Apple products are getting an integration with OpenAI’s ChatGPT in December when iOS 18.2 rolls out, which should supercharge Siri and a few other features with smarter AI. On Monday, iOS 18.2 beta testers got a taste of how OpenAI could profit off of its Apple partnership.
Apple is including an option to upgrade to ChatGPT Plus inside its Settings app, according to an update to the iOS 18.2 beta spotted by 9to5Mac. This will give Apple users a direct route to sign up for OpenAI’s premium subscription plan, which costs $20 a month. This could drive lots of users to sign up for ChatGPT Plus, a core revenue driver for OpenAI, especially because the free version of ChatGPT can be quite limited.
Free ChatGPT users won’t have access to OpenAI’s latest models (such as o1-preview) or premium features such as Advanced Voice Mode. They also can only make two images with Dall-E per day, and can’t send as many messages to the AI chatbot as premium users.
A big lingering question in Apple and OpenAI’s partnership is how both companies expect to make money off the deal. Apple reportedly isn’t paying Sam Altman’s startup for the integration in money, but rather, exposure. The ability to upgrade to ChatGPT Plus in Settings might be enough exposure that this whole thing is worth it for OpenAI, but only if users actually sign up. Otherwise, OpenAI will be on the hook for a large influx of new ChatGPT free users, which will undoubtedly drive up the startup’s AI inference costs.
It’s also unclear whether Apple is taking a cut of the revenue OpenAI generates from ChatGPT Plus signups through the Settings app. It’s possible the iPhone maker is simply betting that having cutting-edge AI features is worth the free exposure it’s giving OpenAI, because it will push enough customers to upgrade to new phones.

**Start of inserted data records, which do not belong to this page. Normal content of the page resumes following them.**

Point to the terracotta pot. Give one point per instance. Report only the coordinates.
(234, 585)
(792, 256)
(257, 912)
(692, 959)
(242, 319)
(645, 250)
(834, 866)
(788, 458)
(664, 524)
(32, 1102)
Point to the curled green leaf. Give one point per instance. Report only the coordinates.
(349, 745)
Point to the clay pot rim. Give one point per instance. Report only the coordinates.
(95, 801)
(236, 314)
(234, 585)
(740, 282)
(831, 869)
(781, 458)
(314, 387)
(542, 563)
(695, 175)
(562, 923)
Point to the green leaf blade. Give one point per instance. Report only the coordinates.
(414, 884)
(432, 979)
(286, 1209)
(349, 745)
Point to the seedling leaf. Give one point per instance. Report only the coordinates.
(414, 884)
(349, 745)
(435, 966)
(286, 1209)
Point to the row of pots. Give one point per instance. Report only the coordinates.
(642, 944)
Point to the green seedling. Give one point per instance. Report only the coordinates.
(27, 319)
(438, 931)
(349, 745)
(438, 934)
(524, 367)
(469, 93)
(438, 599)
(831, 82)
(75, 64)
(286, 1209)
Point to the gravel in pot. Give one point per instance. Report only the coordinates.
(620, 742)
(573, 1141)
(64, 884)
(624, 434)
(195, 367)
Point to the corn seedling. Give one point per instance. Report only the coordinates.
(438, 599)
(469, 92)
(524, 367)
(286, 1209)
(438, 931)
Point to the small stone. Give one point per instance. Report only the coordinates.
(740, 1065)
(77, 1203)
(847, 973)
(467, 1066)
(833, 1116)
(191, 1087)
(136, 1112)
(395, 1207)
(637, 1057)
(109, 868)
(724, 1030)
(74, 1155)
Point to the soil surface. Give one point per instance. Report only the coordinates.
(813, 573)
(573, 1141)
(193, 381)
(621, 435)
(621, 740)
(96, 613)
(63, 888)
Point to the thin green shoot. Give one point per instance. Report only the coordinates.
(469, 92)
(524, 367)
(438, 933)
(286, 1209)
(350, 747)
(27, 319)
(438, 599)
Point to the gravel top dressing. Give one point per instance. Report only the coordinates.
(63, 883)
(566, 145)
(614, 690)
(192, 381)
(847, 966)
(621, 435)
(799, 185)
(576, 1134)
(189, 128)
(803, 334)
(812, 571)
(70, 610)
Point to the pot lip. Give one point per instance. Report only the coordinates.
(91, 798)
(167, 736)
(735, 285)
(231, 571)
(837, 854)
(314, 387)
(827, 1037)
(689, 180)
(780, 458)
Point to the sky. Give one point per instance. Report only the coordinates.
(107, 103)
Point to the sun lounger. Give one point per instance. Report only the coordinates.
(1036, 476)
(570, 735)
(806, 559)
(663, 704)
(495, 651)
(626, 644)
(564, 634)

Nevertheless, this is a strange deal. Even though Apple is letting ChatGPT power many of its biggest AI updates yet, the iPhone maker isn’t making this an exclusive deal. Apple says it will soon integrate AI models from other developers, potentially including Google’s Gemini.
In the background of this integration, OpenAI is raising money and losing key executives at an unprecedented rate. Apple was reportedly supposed to participate in the latest $6.6 billion round, but pulled out shortly after OpenAI’s CTO Mira Murati abruptly left the company.